Eventually, the graduate student was fired from her position as an adjunct instructor. Nebraska State Sen. Steve Halloran introduced the “Higher Education Free Speech Accountability Act,” which would protect “spontaneous expressive activity” on college campuses and “impose sanctions on protesters who disrupt speakers on campus,” according to the Free Speech Project’s research. The undergraduate student, Kaitlyn Mullen, became a symbol and a rallying point for conservative students, politicians, and organizations who believe their speech is being shut down.

“What started as a brief verbal clash between two women on a campus plaza,” wrote Kolowich, “ended with a drawn-out standoff between powerful institutions over what a state, and its people, should stand for. It was less about free speech than how to use free speech to get what you want.”
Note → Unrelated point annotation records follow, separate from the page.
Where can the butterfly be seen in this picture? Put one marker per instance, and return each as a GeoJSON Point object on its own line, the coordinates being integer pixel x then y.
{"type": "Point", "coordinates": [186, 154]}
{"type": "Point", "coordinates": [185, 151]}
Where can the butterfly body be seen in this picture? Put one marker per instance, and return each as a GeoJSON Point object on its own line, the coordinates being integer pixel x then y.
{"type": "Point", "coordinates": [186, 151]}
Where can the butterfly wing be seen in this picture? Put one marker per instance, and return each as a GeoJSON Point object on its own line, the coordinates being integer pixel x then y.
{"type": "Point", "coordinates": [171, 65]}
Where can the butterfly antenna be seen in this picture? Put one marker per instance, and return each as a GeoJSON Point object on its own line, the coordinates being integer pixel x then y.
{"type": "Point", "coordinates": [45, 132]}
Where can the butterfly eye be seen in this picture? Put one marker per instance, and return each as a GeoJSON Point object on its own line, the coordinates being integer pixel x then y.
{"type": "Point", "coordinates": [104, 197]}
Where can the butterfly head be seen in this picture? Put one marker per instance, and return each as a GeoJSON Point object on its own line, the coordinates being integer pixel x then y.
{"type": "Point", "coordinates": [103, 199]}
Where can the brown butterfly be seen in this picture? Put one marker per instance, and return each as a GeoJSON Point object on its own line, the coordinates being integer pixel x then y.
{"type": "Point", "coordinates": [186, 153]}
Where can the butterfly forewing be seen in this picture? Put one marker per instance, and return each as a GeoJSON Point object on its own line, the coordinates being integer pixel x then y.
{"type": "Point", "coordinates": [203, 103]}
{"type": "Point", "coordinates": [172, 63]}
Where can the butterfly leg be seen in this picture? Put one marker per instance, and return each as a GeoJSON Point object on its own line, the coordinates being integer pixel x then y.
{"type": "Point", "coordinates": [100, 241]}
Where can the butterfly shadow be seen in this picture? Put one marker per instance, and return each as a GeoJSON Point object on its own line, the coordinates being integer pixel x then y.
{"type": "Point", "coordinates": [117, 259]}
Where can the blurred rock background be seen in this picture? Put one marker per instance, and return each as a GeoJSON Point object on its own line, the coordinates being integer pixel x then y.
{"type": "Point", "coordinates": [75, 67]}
And that, perhaps, is the lesson.

Free Speech isn’t about one political party or faction prevailing over another, as some pundits like to claim. It doesn’t really have anything to do with who has majority support and who doesn’t.

It does have a lot to do, it seems, with people trying to get what they want — at whatever cost — wherever they stand on the political spectrum.
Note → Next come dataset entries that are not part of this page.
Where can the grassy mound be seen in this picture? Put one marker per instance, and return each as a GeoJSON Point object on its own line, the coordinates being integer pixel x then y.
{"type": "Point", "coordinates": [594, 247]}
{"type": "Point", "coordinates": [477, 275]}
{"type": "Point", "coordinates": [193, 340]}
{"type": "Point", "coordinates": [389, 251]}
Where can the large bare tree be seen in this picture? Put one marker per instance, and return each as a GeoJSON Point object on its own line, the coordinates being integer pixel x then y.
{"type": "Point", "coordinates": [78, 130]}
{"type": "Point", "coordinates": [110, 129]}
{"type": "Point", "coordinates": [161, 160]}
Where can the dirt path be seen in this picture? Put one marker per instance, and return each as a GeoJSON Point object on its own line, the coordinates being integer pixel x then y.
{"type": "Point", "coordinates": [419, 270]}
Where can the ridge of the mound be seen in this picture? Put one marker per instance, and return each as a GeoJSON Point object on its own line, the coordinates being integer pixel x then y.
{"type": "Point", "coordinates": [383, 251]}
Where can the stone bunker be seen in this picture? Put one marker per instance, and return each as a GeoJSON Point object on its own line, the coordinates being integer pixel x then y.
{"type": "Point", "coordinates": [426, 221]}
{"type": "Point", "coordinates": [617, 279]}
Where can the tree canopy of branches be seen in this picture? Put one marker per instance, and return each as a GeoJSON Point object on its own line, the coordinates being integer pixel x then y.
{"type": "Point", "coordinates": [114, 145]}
We’ve seen, from the 135 incidents we’ve documented so far — surely only a fraction of the clashes that have actually occurred — that challenges to Free Speech don’t come from just one political party or another, and they aren’t isolated to the NFL or the liberal Hollywood elite or college students at prestigious universities. They are everywhere, and they come from every possible direction.

Perhaps more consistent, and concerning, is the trend of individuals, educational institutions, and state legislatures that seem comfortable capitalizing on the compromised state of Free Speech in order to win political — and social and cultural — battles that perhaps have very little to do with Free Speech itself.

It’s enough to make your head spin.

The Free Speech landscape in this country is such that Roseanne Barr “ambien tweeting” and insulting people on social media seems a graver issue in the court of public opinion than high school kids being punished for demonstrating during the national anthem. Sorting through the glorified name-calling and the he said/she said back-and-forth between pundits from across the political spectrum is absurd as often as it is deeply concerning. Separating the wheat from the chaff and discerning what is really at stake in the Free Speech drama raging around us is an overwhelming, yet worthy, task.

As I move on to other pursuits, I leave the Free Speech Project with much more than a new line on my resume; I leave with an understanding of the nuances of this fundamental democratic value, and an ability to think critically about the information being presented in the media. I also leave with a deepened conviction that humor is just as crucial an attitude to carry with me in this endeavor as is gravity.

Grace Aldridge Foster has worked as the project manager and editor of the Free Speech Project since November 2017. She earned her English M.A. from Georgetown University in May of that year. She is the co-founder of Bold Type, LLC, a writing consulting firm in Washington, D.C.